A review by book_concierge
Griffin & Sabine: An Extraordinary Correspondence by Nick Bantock

5.0

I read this slim little novella when it first came out (and have a first edition). I was completely captivated and was thrilled that the feeling remains the same on my second reading.

Griffin Moss is an artist living in London. He produces a series of postcards that are beautifully illustrated with his artwork. One day he receives a cryptic postcard from Sabine Strohem, a woman living in the South Pacific island nation of Sicmon Islands. She asks him to send a particular postcard, and mentions an earlier version. But how could she know about that earlier version? Griffin never showed it to anyone and changed the design before ever producing the cards.

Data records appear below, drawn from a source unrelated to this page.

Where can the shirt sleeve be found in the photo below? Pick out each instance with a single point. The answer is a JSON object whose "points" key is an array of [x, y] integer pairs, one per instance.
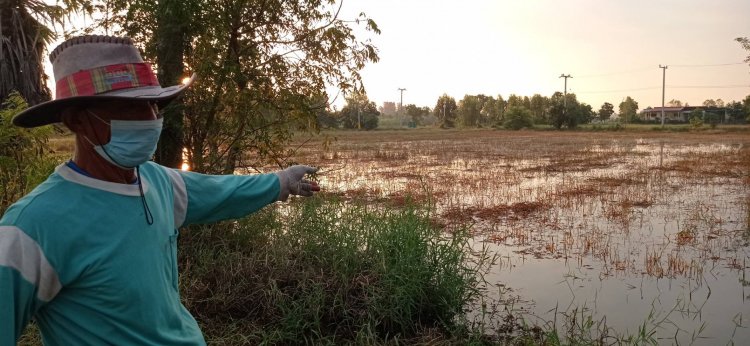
{"points": [[27, 281], [211, 198]]}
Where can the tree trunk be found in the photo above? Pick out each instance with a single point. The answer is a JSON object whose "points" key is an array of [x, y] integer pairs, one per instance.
{"points": [[172, 35]]}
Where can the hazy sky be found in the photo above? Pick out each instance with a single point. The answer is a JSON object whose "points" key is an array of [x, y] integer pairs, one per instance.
{"points": [[612, 49]]}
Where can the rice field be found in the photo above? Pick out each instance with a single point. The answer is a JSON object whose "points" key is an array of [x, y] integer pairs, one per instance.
{"points": [[639, 232]]}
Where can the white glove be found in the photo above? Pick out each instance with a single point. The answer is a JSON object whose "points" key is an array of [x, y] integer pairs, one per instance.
{"points": [[292, 182]]}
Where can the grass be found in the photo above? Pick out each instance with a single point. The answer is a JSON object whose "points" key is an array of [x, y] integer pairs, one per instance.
{"points": [[325, 272]]}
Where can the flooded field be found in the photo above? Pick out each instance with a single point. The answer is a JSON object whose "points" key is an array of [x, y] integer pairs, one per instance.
{"points": [[630, 229]]}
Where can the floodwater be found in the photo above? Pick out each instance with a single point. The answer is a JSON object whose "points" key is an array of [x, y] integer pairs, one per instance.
{"points": [[629, 229]]}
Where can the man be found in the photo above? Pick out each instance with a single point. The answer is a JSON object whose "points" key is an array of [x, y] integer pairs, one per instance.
{"points": [[91, 253]]}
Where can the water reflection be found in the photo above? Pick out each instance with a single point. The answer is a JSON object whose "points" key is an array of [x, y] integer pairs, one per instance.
{"points": [[620, 228]]}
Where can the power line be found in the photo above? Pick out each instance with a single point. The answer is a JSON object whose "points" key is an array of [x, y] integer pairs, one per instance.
{"points": [[617, 91], [711, 65], [649, 68], [709, 86], [617, 73]]}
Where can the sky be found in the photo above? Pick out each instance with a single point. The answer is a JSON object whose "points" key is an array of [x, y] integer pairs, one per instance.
{"points": [[611, 48]]}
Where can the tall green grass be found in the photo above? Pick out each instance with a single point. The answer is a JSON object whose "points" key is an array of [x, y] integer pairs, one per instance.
{"points": [[322, 271]]}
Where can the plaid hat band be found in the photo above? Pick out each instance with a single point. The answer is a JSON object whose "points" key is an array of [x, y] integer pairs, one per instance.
{"points": [[106, 78]]}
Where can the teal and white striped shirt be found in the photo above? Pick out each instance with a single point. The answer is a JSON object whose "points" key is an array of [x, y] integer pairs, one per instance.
{"points": [[78, 256]]}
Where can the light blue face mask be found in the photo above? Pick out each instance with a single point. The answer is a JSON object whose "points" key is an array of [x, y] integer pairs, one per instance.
{"points": [[131, 143]]}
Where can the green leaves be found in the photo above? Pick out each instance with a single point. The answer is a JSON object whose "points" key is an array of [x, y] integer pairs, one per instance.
{"points": [[22, 153]]}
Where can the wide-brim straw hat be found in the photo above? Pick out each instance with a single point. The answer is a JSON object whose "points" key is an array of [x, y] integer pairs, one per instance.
{"points": [[92, 69]]}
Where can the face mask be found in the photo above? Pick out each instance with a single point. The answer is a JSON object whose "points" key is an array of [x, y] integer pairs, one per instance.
{"points": [[132, 142]]}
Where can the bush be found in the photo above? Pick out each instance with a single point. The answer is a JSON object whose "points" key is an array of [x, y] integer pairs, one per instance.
{"points": [[696, 122], [517, 118], [24, 159], [326, 272]]}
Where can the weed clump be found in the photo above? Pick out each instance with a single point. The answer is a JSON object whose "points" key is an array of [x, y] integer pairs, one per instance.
{"points": [[327, 272]]}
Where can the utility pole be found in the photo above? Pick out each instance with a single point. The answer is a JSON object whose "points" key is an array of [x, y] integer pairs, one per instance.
{"points": [[401, 105], [663, 81], [565, 98]]}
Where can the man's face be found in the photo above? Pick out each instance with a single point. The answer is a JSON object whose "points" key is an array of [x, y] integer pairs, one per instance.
{"points": [[115, 110]]}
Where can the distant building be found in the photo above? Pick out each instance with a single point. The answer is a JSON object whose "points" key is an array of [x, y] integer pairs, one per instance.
{"points": [[680, 114], [389, 108]]}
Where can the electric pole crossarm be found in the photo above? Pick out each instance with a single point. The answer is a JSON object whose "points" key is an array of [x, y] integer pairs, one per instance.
{"points": [[663, 85]]}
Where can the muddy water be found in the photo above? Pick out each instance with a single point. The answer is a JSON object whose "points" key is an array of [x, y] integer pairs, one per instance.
{"points": [[624, 228]]}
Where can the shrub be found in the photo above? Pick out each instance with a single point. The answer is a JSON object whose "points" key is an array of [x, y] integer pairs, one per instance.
{"points": [[517, 118], [326, 272], [24, 162]]}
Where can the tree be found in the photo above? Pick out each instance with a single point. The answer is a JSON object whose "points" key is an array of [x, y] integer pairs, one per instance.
{"points": [[515, 101], [445, 110], [25, 29], [606, 111], [469, 111], [416, 114], [557, 111], [263, 69], [359, 113], [517, 118], [745, 42], [538, 107], [628, 109], [22, 153], [585, 113], [709, 103]]}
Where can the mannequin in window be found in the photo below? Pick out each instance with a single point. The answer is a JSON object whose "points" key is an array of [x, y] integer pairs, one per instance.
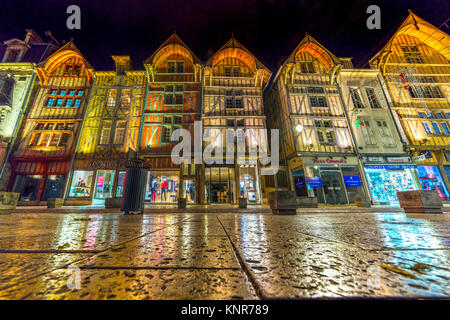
{"points": [[164, 187]]}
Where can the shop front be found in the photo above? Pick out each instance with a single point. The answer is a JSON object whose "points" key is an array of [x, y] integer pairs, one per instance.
{"points": [[388, 175], [333, 180], [39, 181], [92, 181], [430, 170]]}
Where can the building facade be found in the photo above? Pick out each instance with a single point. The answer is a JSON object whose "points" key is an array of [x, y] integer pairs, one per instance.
{"points": [[109, 135], [316, 142], [173, 102], [415, 66], [17, 76], [233, 83], [45, 146], [380, 144]]}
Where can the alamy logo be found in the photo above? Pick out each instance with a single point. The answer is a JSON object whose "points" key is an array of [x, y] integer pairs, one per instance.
{"points": [[236, 148]]}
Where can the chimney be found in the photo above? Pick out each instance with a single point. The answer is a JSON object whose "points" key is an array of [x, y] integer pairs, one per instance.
{"points": [[32, 37]]}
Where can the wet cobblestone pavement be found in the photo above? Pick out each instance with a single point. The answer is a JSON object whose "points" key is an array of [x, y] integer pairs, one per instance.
{"points": [[224, 256]]}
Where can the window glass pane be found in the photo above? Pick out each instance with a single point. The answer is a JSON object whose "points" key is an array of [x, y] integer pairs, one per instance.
{"points": [[28, 186], [81, 184], [54, 187]]}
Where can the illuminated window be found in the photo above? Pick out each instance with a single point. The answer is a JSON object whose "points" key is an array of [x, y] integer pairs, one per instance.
{"points": [[50, 102], [68, 102], [112, 95], [64, 139], [356, 98], [126, 98], [105, 133], [373, 101], [165, 134], [120, 132], [170, 67], [436, 128]]}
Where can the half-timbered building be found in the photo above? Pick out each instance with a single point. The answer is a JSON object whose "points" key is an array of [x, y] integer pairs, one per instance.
{"points": [[174, 76], [233, 83], [109, 136], [45, 147], [415, 66], [316, 144]]}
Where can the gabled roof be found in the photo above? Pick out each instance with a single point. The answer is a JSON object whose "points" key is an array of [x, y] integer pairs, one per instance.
{"points": [[313, 47], [424, 31], [234, 48], [173, 44], [46, 67]]}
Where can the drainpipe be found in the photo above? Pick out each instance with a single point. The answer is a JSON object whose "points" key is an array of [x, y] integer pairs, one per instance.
{"points": [[19, 122], [69, 177], [352, 135]]}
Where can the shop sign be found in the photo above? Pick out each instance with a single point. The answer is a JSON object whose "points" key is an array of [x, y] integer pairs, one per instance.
{"points": [[329, 161], [447, 156], [391, 166], [397, 159], [314, 182], [299, 183], [419, 158], [105, 164], [375, 159], [352, 181]]}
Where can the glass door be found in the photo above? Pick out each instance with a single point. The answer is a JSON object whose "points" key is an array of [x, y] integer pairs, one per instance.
{"points": [[333, 187], [104, 184]]}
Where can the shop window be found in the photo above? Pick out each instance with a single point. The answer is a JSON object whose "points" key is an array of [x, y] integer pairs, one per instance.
{"points": [[105, 133], [371, 96], [125, 98], [120, 132], [430, 179], [104, 184], [120, 184], [28, 186], [162, 187], [248, 187], [111, 100], [81, 184], [356, 98], [426, 126], [54, 187]]}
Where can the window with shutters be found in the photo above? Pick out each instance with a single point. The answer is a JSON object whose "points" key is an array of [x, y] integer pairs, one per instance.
{"points": [[373, 101], [119, 134], [105, 133]]}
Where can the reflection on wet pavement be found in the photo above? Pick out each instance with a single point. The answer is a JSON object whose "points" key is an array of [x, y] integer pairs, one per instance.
{"points": [[224, 256]]}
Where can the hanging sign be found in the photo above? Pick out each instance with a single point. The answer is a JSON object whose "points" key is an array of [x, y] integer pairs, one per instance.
{"points": [[314, 182], [352, 181]]}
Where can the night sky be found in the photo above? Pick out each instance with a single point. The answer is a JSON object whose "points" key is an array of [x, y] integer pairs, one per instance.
{"points": [[269, 29]]}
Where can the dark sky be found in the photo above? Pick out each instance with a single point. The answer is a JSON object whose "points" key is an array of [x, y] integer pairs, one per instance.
{"points": [[269, 29]]}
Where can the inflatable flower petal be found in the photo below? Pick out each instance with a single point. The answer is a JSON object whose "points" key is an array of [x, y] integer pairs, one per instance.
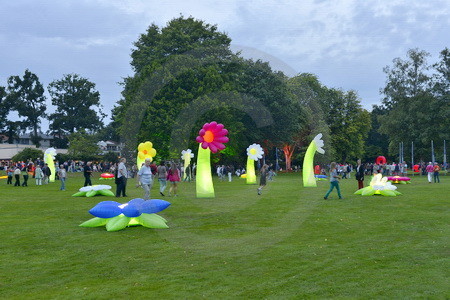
{"points": [[116, 216], [212, 136], [255, 151], [146, 150]]}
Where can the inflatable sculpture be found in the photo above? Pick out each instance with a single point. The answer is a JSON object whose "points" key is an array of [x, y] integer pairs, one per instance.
{"points": [[381, 160], [379, 185], [211, 137], [145, 150], [399, 179], [116, 216], [49, 156], [94, 190], [106, 176], [254, 152], [186, 156], [308, 162], [321, 177]]}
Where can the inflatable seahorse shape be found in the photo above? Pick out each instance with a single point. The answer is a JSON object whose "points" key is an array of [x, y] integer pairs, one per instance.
{"points": [[308, 162], [49, 156]]}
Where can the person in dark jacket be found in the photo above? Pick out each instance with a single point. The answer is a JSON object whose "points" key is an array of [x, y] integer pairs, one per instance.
{"points": [[360, 174]]}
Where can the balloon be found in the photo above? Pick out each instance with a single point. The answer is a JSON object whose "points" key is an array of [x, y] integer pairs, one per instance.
{"points": [[381, 160]]}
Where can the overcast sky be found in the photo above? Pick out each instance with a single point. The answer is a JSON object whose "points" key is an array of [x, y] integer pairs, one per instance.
{"points": [[345, 42]]}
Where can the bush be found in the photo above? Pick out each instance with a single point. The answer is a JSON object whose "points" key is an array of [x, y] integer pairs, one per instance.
{"points": [[28, 153]]}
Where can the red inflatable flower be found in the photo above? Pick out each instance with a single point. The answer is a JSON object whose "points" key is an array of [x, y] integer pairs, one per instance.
{"points": [[212, 136]]}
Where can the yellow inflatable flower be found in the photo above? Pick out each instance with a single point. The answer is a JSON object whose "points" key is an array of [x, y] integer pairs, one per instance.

Thus begins an extraordinary correspondence between these two souls. Sabine explains that she has been seeing visions of his art for many years, though she cannot really explain why or how. He confesses he has felt “watched” but put it down to paranoia; now he feels exhilarated to have found her.

The reader feels as if she is eavesdropping on a particularly intimate exchange between two lovers as they learn more about each other and pour their hearts out in their letters and cards to one another. The illustrations begin as beautiful, colorful, drawings; Griffin’s are whimsical (a kangaroo in a red hat); Sabine’s focus on the island fauna. But as their correspondence continues the drawings become ever more fantastical and disturbing, hinting at madness and violence.

The ending takes the reader by surprise, and leaves one hanging, wanting more.